アメリカとイギリス イランへの制裁発表 無人機攻撃など受け

イランがイスラエルに対し無人機などによる大規模な攻撃を仕掛けたことを受け、アメリカ政府は18日、無人機の製造に関与したなどとして、イランの企業やその幹部など2つの団体と16人に対し資産凍結などの制裁を科したと発表しました。

イランはシリアにあるイラン大使館がイスラエルの攻撃を受けたことへの報復として、今月13日から14日にかけてイスラエルに向けてミサイルや無人機を使った大規模な攻撃を仕掛けました。

これを受けてイスラエルと同盟関係にあるアメリカ政府は18日声明を出し、無人機の製造に関与したなどとして、イランの企業やその幹部など、2つの団体と16人に対し資産凍結などの制裁を科したと発表しました。

バイデン大統領も18日声明を発表し、イランによる攻撃のあとG7=主要7か国の首脳と協議したとしたうえで「われわれは、イランへの経済的な圧力を強めるため団結して行動する」として、引き続き同盟国や友好国と連携しながらイランへの圧力を強めていく考えを強調しました。

イギリスもイランへの制裁を発表

イギリス政府は18日アメリカ政府と歩調を合わせる形で、ミサイルの製造に関与したなどとされるイランの企業の幹部ら7人と革命防衛隊の海軍など6つの団体に対し、資産凍結などの制裁を科したと発表しました。
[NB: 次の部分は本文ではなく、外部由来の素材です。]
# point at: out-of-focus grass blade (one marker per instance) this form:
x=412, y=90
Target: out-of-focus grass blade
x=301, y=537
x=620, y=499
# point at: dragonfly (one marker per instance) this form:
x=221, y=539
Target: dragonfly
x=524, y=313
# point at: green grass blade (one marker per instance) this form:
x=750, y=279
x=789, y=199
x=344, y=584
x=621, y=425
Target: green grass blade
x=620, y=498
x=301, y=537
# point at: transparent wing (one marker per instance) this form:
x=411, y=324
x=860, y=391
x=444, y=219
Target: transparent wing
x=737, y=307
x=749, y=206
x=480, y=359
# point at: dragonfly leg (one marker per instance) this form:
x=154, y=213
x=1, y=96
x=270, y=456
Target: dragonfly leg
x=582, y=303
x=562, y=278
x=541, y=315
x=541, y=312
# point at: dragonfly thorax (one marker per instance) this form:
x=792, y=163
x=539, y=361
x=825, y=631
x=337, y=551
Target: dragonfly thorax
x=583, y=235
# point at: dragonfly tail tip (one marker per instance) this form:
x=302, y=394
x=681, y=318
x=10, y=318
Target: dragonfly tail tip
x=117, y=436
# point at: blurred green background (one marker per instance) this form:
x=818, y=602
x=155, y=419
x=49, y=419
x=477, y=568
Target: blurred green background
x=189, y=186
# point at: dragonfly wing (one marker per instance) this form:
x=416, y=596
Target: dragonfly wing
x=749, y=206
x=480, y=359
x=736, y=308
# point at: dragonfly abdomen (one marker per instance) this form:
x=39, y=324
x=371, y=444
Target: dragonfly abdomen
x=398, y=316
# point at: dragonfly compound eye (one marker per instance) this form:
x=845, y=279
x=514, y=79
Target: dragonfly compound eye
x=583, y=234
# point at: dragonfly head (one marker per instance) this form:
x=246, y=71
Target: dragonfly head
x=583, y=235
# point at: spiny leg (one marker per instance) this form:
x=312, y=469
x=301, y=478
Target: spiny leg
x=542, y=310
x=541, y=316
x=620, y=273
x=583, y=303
スナク首相は声明でイランによるイスラエルへの大規模攻撃を「無謀で、危険なエスカレーションだ」などと非難したうえで「攻撃の首謀者たちに制裁を科した」と主張しました。

米の経済制裁の影響 日本企業のビジネスも停滞

イランではアメリカによる経済制裁が続いている影響で、日本企業のビジネスも停滞した状況となっています。

外務省の海外進出日系企業拠点数調査によりますと、イランにある日本企業の拠点数は、おととし10月時点で22か所となっていて、前の年から3か所減っています。

また、財務省の貿易統計をもとにJETRO=日本貿易振興機構がまとめたところ、日本とイランの貿易額はアメリカがイランへの経済制裁を再開した2018年以降、大幅に減少した状況が続いています。

日本からの輸出額は2018年の7億ドル余りから、おととしには5100万ドル余りに減少していて、主な品目は電気機器や化学製品などです。

一方、日本への輸入額は、2018年の34億6000万ドル余りから、おととしには3500万ドル余りに減少しました。

輸入品目では繊維製品や織物用の糸、食料品で全体の95%を占めているということです。

日本はイランへの経済制裁を2016年に解除しましたが、アメリカによる経済制裁が続いている影響で現地への進出や貿易の面で停滞した状況となっています。